Judge Thomas Brown, who ruled March 11 that the Missouri Baptist Convention Executive Board and six of the convention's churches did not have legal standing to file the original lawsuit, ruled April 7 that the convention officials could not amend the lawsuit to make individual “messengers” the plaintiffs.
Instead, the convention will file a new lawsuit that names messengers — those individuals authorized to participate in the once-a-year Baptist convention — as plaintiffs, according to convention attorney Michael Whitehead. “If the judge won't allow us to amend under one case number … we'll proceed with a case naming messengers,” he said. The pastors of at least five of the plaintiff churches will be named as plaintiffs in the new filing, he added.
Meanwhile, Whitehead said, the convention will appeal Brown's latest ruling, meaning both lawsuits will be in the court system at once. “That's the complexity we were hoping to avoid” by amending the suit, said Whitehead, a Kansas City attorney. He insisted both convention messengers and the Executive Board have a right to represent the annual convention.
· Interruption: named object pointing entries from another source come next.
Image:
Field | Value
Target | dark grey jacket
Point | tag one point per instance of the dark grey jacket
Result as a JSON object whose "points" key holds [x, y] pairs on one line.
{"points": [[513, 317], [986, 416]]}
Clyde Farris, an attorney representing Missouri Baptist University, appealed to the convention to abandon the case. “It is the defendants' hope and desire that those who have brought this suit, instead of spending more money and creating more acrimony trying to get someone else to file a new suit or appealing this decision, will now work with these Baptist institutions for the goals that are in the common interest of Missouri Baptists…,” Farris noted. “Too much time and money has been wasted.”
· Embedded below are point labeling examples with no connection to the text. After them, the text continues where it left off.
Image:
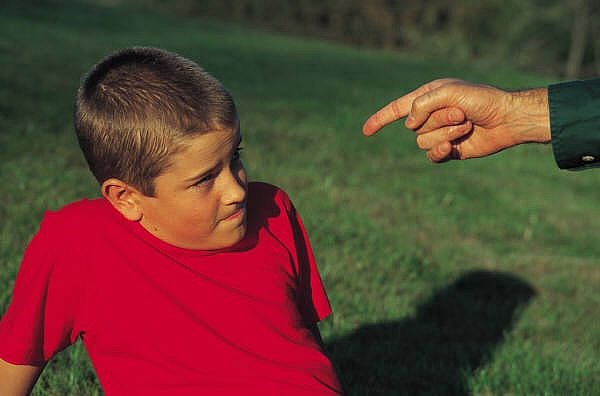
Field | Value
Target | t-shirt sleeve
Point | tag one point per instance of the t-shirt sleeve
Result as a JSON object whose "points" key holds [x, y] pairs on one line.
{"points": [[312, 298], [575, 123], [40, 320]]}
The Missouri Baptist Convention voted in 2002 to sue five institutions that amended their charters to elect their own trustees and remove themselves from convention control — the Word & Way newspaper, Missouri Baptist University, Windermere Baptist Conference Center, the Missouri Baptist Foundation and the Baptist Home retirement home system. Previously, the institutions' trustees had been nominated by a convention committee and elected by messengers to the convention's annual meeting.
Because the Missouri Baptist Convention itself is an unincorporated association under Missouri law, convention leaders decided to name the Executive Board and six sympathetic churches as the plaintiffs.
But Brown, in his March ruling, said the convention's constitution and bylaws “are not ambiguous” and “the members of the Missouri Baptist Convention are individuals called 'messengers.'” He said the churches and Executive Board do not count as “members” of the convention under its own governing documents.
Convention attorneys had argued that the constitution and bylaws are unclear as to what constitutes a “member.”
In his April 7 ruling, Brown, a Cole County circuit judge, noted that because the Executive Board and six named churches “are not members of the Missouri Baptist Convention, they do not have, and have never had, any legal right to litigate the claims….” Because the plaintiffs do not have standing, the court has no jurisdiction and could not grant permission to amend the lawsuit.
The judge also noted that the Executive Board does not have standing to bring the litigation on the convention's behalf because it “does not have a legally protectable interest” in the case.
The judge also clarified that his March 11 ruling that effectively dismissed the original lawsuit applied to all six agencies, not just Missouri Baptist University, as some presumed.